The reasonableness of a time restriction depends upon the period of time required for the employer’s customers to disassociate the employee from the former employer. As you can imagine, Wisconsin law contains no firm rule of what time limit is reasonable, but the courts have indicated that two years may be the limit. Any non-compete agreement that seeks to prohibit an employee from competing for a period longer than 2 years risks being struck down by a court as unenforceable.
Territorial restrictions are usually expressed in terms of forbidden customers, particular activities, or territories where the employee worked. As long as the restriction is not broader than that which the employee was subjected to with the employer, the restriction can be reasonable. For example, an employer most likely will not be able to prevent the employee from soliciting clients in other states if the employee’s territory was the State of Wisconsin.

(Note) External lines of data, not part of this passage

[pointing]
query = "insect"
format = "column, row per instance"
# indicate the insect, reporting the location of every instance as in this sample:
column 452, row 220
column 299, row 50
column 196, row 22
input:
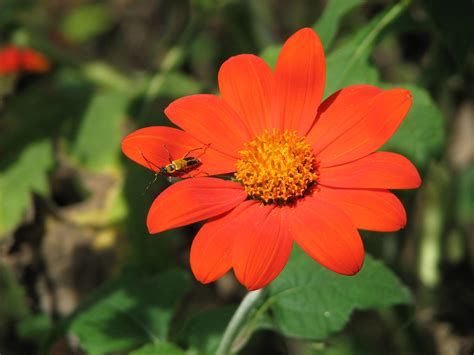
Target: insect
column 176, row 167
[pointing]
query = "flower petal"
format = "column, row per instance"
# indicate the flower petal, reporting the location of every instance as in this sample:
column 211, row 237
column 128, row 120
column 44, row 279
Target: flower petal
column 380, row 170
column 246, row 84
column 327, row 234
column 34, row 61
column 193, row 200
column 262, row 246
column 210, row 120
column 358, row 128
column 153, row 147
column 300, row 74
column 339, row 113
column 10, row 60
column 375, row 210
column 211, row 251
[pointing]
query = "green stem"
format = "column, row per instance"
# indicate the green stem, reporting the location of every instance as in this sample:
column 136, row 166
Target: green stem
column 239, row 319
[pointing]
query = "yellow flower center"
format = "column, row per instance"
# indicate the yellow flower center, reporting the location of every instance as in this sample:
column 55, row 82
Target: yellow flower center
column 277, row 167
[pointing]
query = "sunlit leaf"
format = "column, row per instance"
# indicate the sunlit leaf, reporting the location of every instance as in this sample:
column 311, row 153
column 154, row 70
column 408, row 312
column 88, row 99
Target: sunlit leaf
column 421, row 134
column 98, row 140
column 204, row 331
column 86, row 21
column 454, row 24
column 465, row 195
column 327, row 25
column 309, row 301
column 26, row 174
column 129, row 312
column 158, row 349
column 350, row 62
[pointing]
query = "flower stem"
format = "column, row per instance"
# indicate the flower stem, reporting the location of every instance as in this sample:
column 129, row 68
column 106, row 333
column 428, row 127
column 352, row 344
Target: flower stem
column 238, row 320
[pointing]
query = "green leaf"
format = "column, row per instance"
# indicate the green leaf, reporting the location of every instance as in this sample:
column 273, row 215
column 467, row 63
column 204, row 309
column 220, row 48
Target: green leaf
column 421, row 134
column 86, row 21
column 309, row 301
column 98, row 140
column 465, row 195
column 349, row 64
column 204, row 330
column 172, row 84
column 129, row 312
column 158, row 349
column 35, row 328
column 328, row 24
column 26, row 174
column 454, row 25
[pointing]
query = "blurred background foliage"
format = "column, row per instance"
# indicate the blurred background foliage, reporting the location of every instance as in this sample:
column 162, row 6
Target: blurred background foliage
column 79, row 272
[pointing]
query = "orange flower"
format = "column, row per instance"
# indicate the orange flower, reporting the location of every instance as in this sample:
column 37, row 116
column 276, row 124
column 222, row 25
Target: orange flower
column 10, row 60
column 14, row 60
column 303, row 171
column 34, row 61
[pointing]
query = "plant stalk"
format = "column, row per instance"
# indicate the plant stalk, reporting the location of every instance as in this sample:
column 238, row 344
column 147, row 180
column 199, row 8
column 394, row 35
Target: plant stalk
column 238, row 321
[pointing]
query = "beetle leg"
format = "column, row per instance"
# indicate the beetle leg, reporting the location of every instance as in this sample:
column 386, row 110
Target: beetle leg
column 170, row 158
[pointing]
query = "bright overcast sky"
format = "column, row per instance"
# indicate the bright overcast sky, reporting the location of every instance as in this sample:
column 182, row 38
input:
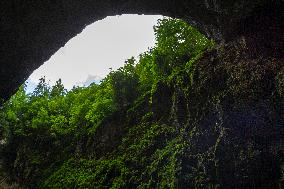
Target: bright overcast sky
column 102, row 45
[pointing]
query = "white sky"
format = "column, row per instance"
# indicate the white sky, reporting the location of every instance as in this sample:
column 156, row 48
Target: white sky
column 102, row 45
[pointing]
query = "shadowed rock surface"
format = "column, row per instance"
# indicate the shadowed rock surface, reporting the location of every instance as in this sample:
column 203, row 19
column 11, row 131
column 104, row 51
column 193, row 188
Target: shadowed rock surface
column 32, row 31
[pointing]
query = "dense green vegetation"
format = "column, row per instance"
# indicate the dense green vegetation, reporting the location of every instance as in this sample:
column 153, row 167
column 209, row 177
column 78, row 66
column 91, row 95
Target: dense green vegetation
column 163, row 121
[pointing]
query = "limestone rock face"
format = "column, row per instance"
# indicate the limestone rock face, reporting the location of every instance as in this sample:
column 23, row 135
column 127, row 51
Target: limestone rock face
column 32, row 31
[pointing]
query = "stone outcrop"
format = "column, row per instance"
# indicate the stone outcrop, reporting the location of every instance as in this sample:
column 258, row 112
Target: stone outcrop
column 32, row 31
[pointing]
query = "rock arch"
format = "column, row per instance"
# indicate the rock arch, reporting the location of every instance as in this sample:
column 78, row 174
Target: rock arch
column 31, row 31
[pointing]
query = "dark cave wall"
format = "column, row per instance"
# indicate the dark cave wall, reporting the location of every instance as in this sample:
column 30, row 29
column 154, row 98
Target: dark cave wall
column 32, row 31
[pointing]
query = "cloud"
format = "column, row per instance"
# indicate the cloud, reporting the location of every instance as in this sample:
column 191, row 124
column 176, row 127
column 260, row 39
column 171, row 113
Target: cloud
column 90, row 79
column 102, row 45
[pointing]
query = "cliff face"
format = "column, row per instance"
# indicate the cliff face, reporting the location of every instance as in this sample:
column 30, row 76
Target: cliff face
column 217, row 124
column 32, row 31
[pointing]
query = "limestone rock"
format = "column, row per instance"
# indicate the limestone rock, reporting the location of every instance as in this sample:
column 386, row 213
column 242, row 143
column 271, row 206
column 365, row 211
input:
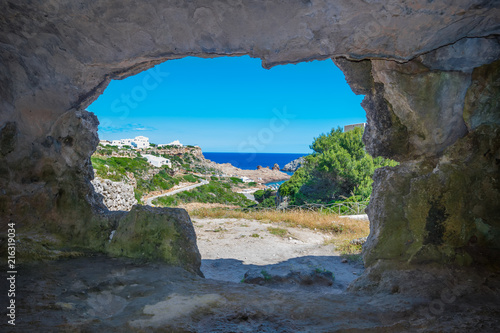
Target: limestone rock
column 428, row 70
column 281, row 276
column 116, row 195
column 294, row 165
column 165, row 234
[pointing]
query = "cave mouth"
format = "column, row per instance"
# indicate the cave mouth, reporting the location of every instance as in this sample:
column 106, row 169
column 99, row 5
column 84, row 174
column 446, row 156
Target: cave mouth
column 243, row 98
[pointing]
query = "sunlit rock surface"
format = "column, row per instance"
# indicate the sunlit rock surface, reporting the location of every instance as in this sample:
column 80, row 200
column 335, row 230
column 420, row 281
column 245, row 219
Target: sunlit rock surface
column 429, row 71
column 116, row 195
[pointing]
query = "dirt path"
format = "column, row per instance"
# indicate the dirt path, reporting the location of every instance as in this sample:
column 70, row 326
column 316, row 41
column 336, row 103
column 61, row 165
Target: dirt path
column 232, row 247
column 149, row 201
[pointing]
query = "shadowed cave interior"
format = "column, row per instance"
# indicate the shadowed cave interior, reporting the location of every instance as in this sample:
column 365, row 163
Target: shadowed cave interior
column 429, row 73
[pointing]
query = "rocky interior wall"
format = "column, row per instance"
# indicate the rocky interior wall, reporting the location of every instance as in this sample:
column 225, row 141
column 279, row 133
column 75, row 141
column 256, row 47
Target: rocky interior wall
column 430, row 76
column 440, row 120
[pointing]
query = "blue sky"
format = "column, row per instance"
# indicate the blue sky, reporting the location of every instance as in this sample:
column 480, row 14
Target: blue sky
column 229, row 104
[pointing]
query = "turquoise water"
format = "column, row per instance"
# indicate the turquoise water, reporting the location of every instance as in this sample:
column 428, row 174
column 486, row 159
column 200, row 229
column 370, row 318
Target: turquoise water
column 250, row 161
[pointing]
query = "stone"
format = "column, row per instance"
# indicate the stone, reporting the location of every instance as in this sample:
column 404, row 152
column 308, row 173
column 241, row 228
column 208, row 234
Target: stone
column 115, row 195
column 280, row 276
column 428, row 70
column 165, row 234
column 294, row 165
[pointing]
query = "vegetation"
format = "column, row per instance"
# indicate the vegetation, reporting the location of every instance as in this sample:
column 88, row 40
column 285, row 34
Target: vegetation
column 277, row 231
column 340, row 230
column 339, row 168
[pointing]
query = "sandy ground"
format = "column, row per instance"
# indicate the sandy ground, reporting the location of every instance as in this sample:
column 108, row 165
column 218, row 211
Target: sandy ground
column 231, row 247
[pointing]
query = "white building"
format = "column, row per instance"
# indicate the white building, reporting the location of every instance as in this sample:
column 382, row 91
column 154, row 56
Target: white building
column 140, row 142
column 104, row 142
column 137, row 142
column 157, row 161
column 174, row 143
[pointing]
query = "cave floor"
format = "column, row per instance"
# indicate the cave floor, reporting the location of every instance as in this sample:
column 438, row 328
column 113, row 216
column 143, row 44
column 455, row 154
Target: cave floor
column 103, row 294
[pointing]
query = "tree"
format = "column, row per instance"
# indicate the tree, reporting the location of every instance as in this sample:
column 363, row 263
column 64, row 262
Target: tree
column 338, row 168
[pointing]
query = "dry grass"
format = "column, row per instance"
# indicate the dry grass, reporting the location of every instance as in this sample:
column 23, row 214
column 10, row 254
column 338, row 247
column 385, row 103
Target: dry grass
column 340, row 230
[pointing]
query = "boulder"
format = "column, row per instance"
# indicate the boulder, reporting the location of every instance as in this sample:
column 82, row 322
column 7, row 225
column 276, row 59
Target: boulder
column 294, row 165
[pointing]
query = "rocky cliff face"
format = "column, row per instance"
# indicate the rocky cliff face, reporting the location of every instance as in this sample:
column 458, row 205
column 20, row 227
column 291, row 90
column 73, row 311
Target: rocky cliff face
column 115, row 195
column 429, row 71
column 293, row 165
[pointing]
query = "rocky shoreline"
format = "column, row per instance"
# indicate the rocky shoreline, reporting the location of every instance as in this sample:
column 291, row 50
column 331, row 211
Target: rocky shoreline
column 294, row 165
column 262, row 175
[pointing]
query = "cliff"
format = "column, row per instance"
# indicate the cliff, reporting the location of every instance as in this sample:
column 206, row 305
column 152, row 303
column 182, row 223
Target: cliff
column 294, row 165
column 429, row 71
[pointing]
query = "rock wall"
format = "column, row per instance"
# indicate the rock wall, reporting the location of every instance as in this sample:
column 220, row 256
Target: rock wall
column 116, row 195
column 294, row 165
column 429, row 71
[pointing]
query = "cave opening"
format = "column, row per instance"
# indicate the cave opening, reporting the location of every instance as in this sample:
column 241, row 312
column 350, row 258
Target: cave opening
column 228, row 110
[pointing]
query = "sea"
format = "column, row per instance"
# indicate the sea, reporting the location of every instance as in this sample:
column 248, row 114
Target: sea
column 250, row 161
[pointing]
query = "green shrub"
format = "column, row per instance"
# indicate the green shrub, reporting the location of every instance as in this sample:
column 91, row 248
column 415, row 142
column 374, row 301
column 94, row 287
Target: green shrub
column 338, row 168
column 261, row 195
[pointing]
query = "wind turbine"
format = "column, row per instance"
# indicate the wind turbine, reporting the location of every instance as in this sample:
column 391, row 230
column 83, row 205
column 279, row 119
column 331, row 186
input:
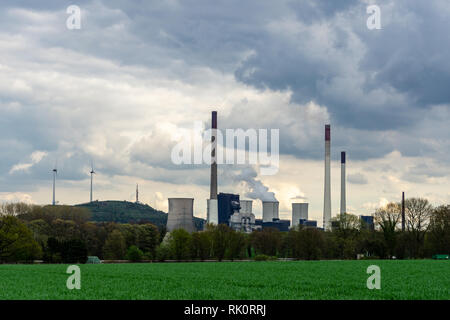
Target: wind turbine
column 55, row 172
column 92, row 175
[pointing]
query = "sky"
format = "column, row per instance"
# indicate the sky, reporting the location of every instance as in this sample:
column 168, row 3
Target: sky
column 132, row 82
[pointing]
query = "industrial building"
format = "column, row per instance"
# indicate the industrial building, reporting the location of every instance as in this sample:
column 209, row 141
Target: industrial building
column 243, row 220
column 270, row 210
column 299, row 211
column 181, row 214
column 228, row 204
column 367, row 222
column 308, row 223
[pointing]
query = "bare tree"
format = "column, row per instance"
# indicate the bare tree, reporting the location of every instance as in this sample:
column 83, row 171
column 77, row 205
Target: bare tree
column 387, row 218
column 417, row 214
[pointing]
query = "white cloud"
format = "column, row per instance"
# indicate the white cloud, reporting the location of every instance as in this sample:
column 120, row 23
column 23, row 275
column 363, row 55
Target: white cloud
column 35, row 158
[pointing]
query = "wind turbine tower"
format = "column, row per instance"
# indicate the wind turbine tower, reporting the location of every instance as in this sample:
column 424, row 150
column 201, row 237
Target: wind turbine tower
column 92, row 178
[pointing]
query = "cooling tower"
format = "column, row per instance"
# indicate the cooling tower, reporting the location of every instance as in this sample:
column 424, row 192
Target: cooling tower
column 299, row 211
column 327, row 187
column 270, row 210
column 246, row 206
column 181, row 214
column 343, row 182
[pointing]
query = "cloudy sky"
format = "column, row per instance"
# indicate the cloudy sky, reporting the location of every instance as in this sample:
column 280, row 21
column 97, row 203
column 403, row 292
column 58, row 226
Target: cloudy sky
column 126, row 87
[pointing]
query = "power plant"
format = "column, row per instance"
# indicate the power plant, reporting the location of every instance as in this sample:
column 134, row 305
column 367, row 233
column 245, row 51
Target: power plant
column 327, row 184
column 299, row 212
column 181, row 214
column 270, row 210
column 227, row 208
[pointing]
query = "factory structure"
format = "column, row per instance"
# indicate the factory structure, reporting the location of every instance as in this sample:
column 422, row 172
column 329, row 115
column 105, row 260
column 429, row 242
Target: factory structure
column 229, row 209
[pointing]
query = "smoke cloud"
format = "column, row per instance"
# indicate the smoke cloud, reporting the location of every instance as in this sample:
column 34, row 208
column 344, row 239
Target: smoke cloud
column 256, row 189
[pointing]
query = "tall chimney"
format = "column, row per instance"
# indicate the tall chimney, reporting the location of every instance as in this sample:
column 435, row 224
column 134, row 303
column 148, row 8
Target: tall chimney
column 327, row 189
column 343, row 182
column 403, row 211
column 213, row 188
column 137, row 193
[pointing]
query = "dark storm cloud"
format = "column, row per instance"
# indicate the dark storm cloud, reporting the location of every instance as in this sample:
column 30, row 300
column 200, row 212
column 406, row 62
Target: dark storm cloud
column 379, row 87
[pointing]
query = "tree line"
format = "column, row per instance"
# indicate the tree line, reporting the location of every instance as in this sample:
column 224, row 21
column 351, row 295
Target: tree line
column 65, row 234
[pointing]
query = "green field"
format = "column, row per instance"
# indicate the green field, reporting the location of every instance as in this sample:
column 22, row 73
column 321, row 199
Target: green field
column 415, row 279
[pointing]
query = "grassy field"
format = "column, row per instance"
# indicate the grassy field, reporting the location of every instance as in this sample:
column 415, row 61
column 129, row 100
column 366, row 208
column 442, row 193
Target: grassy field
column 418, row 279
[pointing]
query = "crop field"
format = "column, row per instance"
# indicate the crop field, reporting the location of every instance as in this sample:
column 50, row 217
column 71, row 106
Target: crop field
column 415, row 279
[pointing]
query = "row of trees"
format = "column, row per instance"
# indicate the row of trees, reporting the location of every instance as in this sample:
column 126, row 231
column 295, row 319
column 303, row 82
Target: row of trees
column 65, row 234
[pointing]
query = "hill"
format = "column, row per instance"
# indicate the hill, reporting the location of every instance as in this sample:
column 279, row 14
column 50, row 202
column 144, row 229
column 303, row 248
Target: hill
column 129, row 212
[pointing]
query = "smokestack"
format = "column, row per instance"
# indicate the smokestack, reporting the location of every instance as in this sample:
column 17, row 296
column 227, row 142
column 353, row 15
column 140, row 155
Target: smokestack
column 343, row 182
column 403, row 211
column 137, row 193
column 212, row 206
column 327, row 187
column 213, row 188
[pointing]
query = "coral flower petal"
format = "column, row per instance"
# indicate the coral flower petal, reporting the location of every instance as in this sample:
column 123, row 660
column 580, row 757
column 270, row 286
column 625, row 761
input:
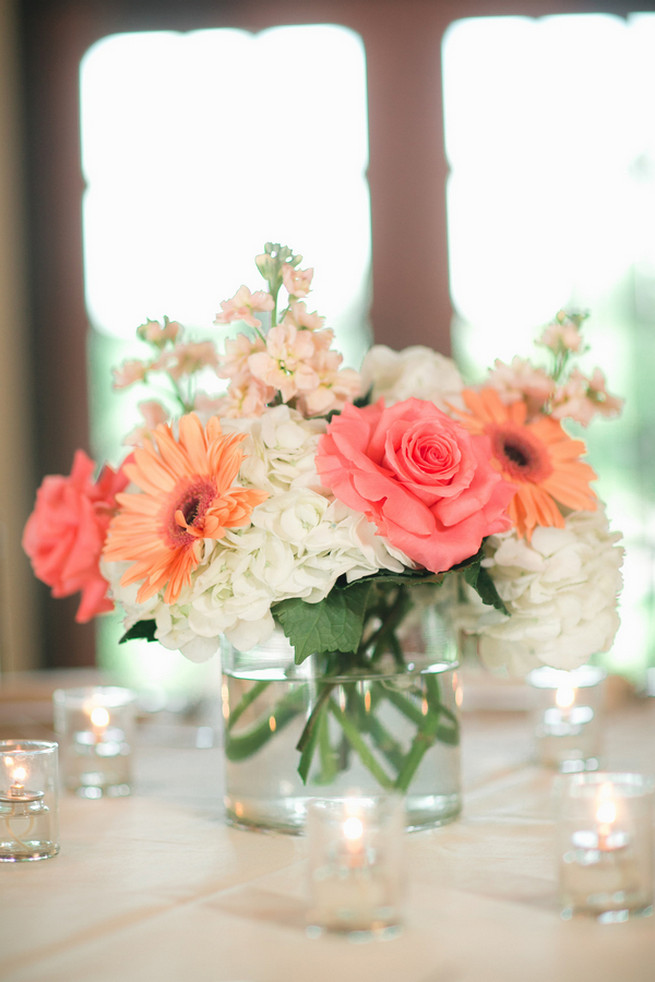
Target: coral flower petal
column 539, row 458
column 186, row 495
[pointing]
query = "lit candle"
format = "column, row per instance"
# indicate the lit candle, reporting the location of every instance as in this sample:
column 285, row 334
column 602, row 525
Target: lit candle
column 27, row 824
column 99, row 718
column 564, row 699
column 355, row 865
column 95, row 729
column 566, row 717
column 605, row 866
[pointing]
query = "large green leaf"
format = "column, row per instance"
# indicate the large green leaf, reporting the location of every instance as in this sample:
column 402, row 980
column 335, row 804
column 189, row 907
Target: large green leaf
column 142, row 630
column 478, row 577
column 333, row 624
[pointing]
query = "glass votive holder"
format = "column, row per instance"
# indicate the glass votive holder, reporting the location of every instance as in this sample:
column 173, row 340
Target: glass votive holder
column 567, row 717
column 355, row 865
column 605, row 846
column 95, row 727
column 28, row 800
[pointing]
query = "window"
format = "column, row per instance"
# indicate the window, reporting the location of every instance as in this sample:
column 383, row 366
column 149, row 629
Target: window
column 196, row 149
column 550, row 140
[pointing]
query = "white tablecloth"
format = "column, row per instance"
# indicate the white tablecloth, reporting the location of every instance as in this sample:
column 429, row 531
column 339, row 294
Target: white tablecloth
column 157, row 887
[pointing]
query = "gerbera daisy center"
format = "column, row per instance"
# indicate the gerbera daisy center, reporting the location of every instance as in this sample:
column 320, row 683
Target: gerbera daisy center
column 521, row 456
column 185, row 515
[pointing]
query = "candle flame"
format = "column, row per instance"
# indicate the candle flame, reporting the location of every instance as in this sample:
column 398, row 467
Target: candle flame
column 99, row 717
column 606, row 806
column 565, row 696
column 353, row 828
column 18, row 776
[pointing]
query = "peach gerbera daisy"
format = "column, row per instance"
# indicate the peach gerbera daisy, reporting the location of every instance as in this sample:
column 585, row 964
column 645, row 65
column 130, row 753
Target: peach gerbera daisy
column 539, row 458
column 186, row 496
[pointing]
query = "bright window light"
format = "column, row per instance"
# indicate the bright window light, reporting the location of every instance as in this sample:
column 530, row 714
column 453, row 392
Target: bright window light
column 197, row 148
column 550, row 139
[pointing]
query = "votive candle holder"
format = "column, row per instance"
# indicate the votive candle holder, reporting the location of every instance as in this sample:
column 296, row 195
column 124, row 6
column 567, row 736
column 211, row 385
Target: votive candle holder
column 29, row 826
column 355, row 865
column 95, row 727
column 605, row 846
column 567, row 717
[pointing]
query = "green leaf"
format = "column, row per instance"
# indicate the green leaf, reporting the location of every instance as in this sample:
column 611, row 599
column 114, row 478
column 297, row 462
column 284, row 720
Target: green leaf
column 333, row 624
column 142, row 630
column 478, row 577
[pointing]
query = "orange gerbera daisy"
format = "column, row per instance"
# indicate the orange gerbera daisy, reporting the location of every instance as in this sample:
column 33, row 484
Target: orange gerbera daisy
column 539, row 458
column 186, row 496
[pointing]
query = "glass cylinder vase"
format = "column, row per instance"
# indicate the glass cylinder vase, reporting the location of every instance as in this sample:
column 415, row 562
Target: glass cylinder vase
column 294, row 733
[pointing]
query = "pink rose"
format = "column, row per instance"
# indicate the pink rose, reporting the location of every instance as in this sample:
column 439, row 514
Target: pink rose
column 419, row 476
column 65, row 533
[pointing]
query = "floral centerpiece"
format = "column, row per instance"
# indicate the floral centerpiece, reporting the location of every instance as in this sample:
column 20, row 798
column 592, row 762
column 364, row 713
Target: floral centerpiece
column 330, row 510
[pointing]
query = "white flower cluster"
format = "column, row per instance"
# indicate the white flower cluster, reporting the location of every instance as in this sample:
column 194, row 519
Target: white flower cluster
column 561, row 591
column 416, row 371
column 299, row 543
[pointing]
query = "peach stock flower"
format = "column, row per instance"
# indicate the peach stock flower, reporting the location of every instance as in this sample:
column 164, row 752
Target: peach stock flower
column 581, row 398
column 65, row 533
column 186, row 495
column 297, row 282
column 242, row 306
column 419, row 476
column 539, row 457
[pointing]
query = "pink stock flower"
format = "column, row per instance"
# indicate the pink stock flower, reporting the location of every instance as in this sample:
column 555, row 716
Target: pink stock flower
column 250, row 399
column 297, row 282
column 419, row 476
column 156, row 333
column 185, row 359
column 521, row 380
column 299, row 316
column 561, row 336
column 129, row 372
column 286, row 363
column 242, row 305
column 65, row 533
column 336, row 386
column 581, row 398
column 234, row 363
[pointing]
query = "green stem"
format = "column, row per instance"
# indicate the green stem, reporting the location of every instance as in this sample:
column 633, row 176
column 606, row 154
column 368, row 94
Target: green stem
column 359, row 746
column 383, row 740
column 244, row 745
column 428, row 732
column 246, row 700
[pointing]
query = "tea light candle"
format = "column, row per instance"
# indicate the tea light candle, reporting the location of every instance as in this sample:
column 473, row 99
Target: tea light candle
column 28, row 800
column 95, row 728
column 355, row 865
column 567, row 715
column 605, row 842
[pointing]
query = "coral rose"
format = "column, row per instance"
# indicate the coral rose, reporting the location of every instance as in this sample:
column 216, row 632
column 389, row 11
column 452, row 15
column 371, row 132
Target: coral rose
column 65, row 533
column 420, row 477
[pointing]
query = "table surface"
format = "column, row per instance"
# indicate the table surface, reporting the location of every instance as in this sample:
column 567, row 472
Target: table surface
column 157, row 887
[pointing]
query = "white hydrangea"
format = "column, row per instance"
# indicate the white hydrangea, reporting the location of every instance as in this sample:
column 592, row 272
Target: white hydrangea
column 561, row 591
column 416, row 371
column 299, row 542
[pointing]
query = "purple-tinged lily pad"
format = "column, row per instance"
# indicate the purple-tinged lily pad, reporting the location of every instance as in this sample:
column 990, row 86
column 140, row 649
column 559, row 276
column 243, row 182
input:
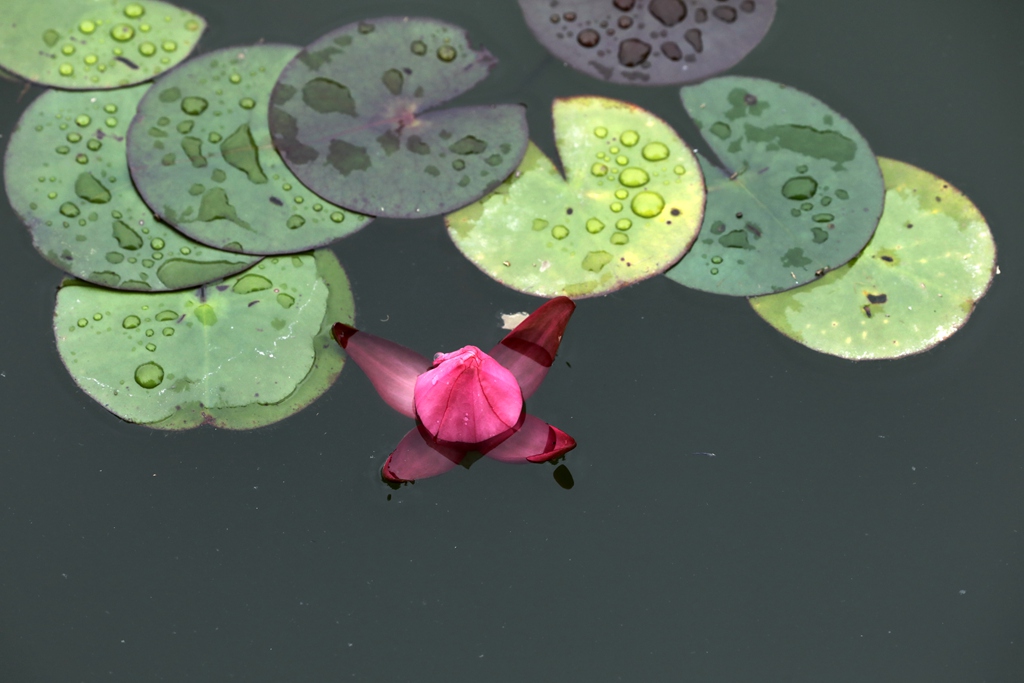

And finally, with regards to being reasonable to the employee and not contrary to public policy, the agreement should not prevent the employee from pursuing all employment in his or her specific field or trade. Further, the agreement cannot be harmful to society by creating a shortage of employees in an important field in which the public is being underserved.
When drafting non-compete agreements, employers should be aware that under Wisconsin law, all sections of a non-compete agreement must meet the five-factor test. Unlike other states, Wisconsin does not allow courts to “blue-pencil” or fix problematic provisions in order to save the agreement. Thus, if any portion is found unreasonable by the court, the entire non-compete agreement will be struck down.